Introduction to Ceph
Architecture Overview
Ceph is an open source, distributed, scaled-out, software-defined storage system. through the use of the Controlled Replication Under Scalable Hashing (CRUSH) algorithm.
Ceph provides three main types of storage:
block storage via the RADOS Block Device (RBD), file storage via CephFS, and object storage via RADOS Gateway, which provides S3 and swift-compatible storage.
How Ceph works
According to the above image The core storage layer in Ceph is the Reliable Autonomous Distributed Object Store (RADOS). The RADOS layer in Ceph consists of the Ceph components (number of Object Storage Daemons (OSDs), and Ceph Monitors (MONs), etc).
Each OSD is completely independent and forms peer-to-peer relationships to form a cluster. Each OSD is typically mapped to a single disk, into a single disk, in contrast to the traditional approach of presenting a number of disks combined into a single device via a RAID controller to the OS.
It serves the data from the hard drive or ingests it and stores it on the drive. The OSD also assures storage redundancy, by replicating data to other OSDs based on the CRUSH map.
When a drive goes down, the OSD will goes down too and the monitor nodes will redistribute an update CRUSH map so the clients are aware and know where to get the data. The OSDs also respond to this update, because redundancy is lost, they may start to replicate non-redundant data to make it redundant again (across fewer nodes).
An algorithm called CRUSH is then used to place the placement groups of each pool onto the OSDs. This reduces the tasks of tracking millions of objects to a matter of tracking a much more manageable number of placement groups, normally measured in thousands.
Your Data →Objects →Pools →placement groups →OSDs
So objects live in a pool and they’re associated with one placement group(each pool contains a number of placement groups). The placement group is associated with the number of OSDs as the replication count.
So:
- Pool contains objects
- Pg: placement group contains objects within a pool
- One object belongs to only one pg
- Pg belongs to multiple OSDs
If a replication count was three, each placement group with be associated with three OSDs. A primary OSD and two secondary OSDs. The primary OSD will serve data and peer with the secondary OSDs for data redundancy. In case the primary OSD goes down, a secondary OSD can be promoted to become the primary to serve data, allowing for high availability..
A monitor or MON node is responsible for helping reach a consensus in distributed decision making using the Paxos protocol. It’s important to keep in mind that the Ceph monitor node does not store or process any metadata. It only keeps track of the CRUSH map for both clients and individual storage nodes.
In Ceph, consistency is favored over availability. A majority of the configured monitors need to be available for the cluster to be functional. For example, if there are two monitors and one fails, only 50% of the monitors are available so the cluster would not function. But if there are three monitors, the cluster would survive one node’s failure and still be fully functional.

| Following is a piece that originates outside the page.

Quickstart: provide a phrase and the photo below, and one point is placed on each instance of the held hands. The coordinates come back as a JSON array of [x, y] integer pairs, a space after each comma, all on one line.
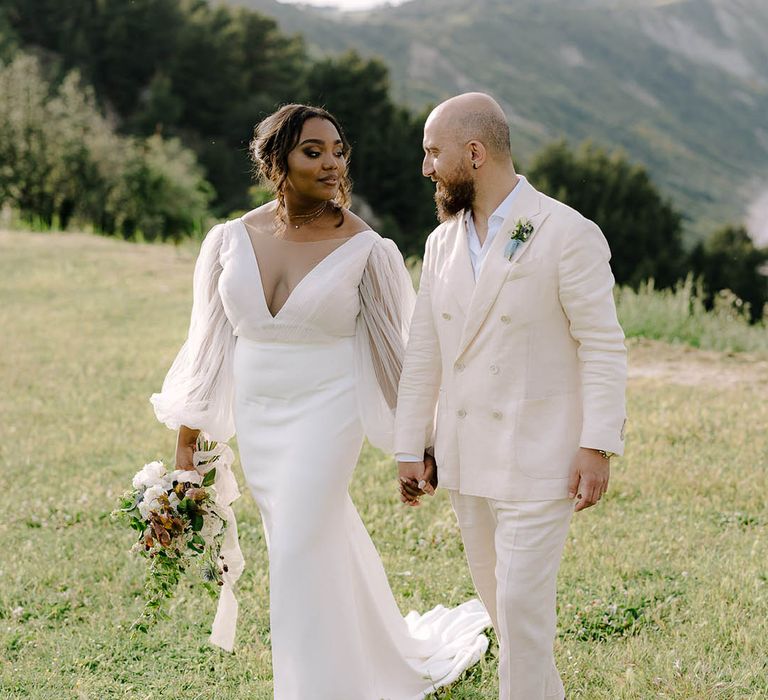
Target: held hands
[[416, 479], [588, 480]]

As i mentioned, Pools are logical partitions for storing objects.
In Ceph, the objects belong to pools and pools are comprised of placement groups. Each placement group maps to a list of OSDs. This is the critical path you need to understand.
The pool is the way how Ceph divides the global storage. This division or partition is the abstraction used to isolate clients data for each project(easy administration). for example i created pool called Kubernetes and i used it just for data that comes from my Kubernetes cluster.

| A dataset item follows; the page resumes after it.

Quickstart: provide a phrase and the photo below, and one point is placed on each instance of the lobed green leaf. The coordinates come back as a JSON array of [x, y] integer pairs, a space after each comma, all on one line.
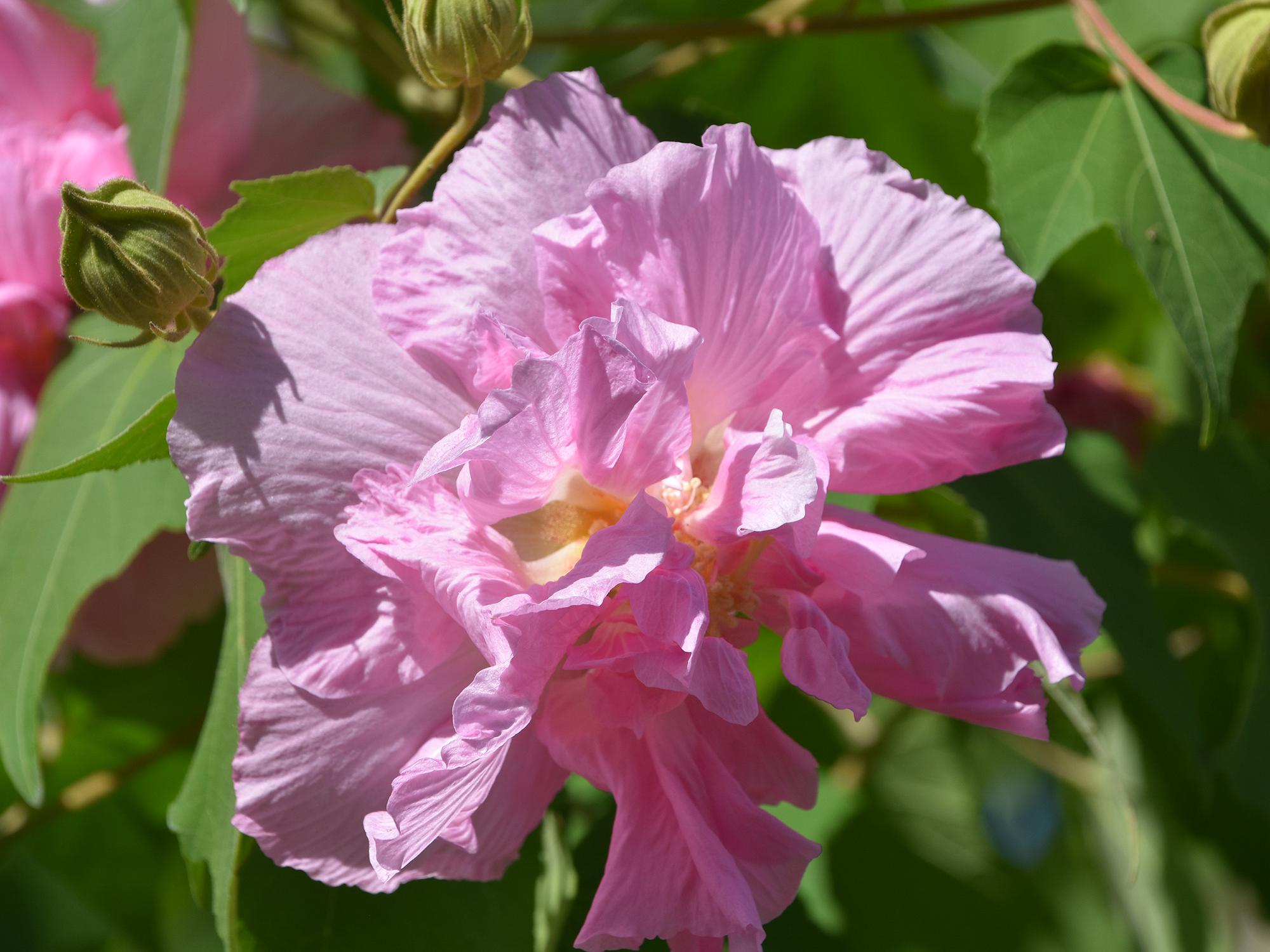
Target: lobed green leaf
[[279, 214], [201, 814], [62, 540], [143, 441]]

So how we go from objects to OSDs via pools and placements groups? It is straight.
In Ceph one object will be stored in a concrete pool so the pool identifier (a number) and the name of the object are used to uniquely identify the object in the system.
Those two values, the pool id and the name of the object, are used to get a placement group via hashing.
When a pool is created it is assigned a number of placement groups (PGs). One object is always stored in a concrete pool so the pool identifier (a number) and the name of the object is used to uniquely identify each object in the system.
With the pool identifier and the hashed name of the object, Ceph will compute the hash modulo the number of PGs to retrieve the dynamic list of OSDs.
In detail, the steps to compute for one placement group for the object named ‘tree’ in the pool ‘images’ (pool id 7) with 65536 placement groups would be…
- Hash the object name : hash(‘tree’) = 0xA062B8CF
- Calculates the hash modulo the number of PGs : 0xA062B8CF % 65536 = 0xB8CF
- Get the pool id : ‘images’ = 7
- Prepends the pool id to 0xB8CF to get the placement group: 7.B8CF
Ceph uses this new placement group (7.B8CF) together with the cluster map and the placement rules to get the dynamic list of OSDs…
- CRUSH(‘7.B8CF’) = [4, 19, 3]
The size of this list is the number of replicas configured in the pool. The first OSD in the list is the primary, the next one is the secondary and so on.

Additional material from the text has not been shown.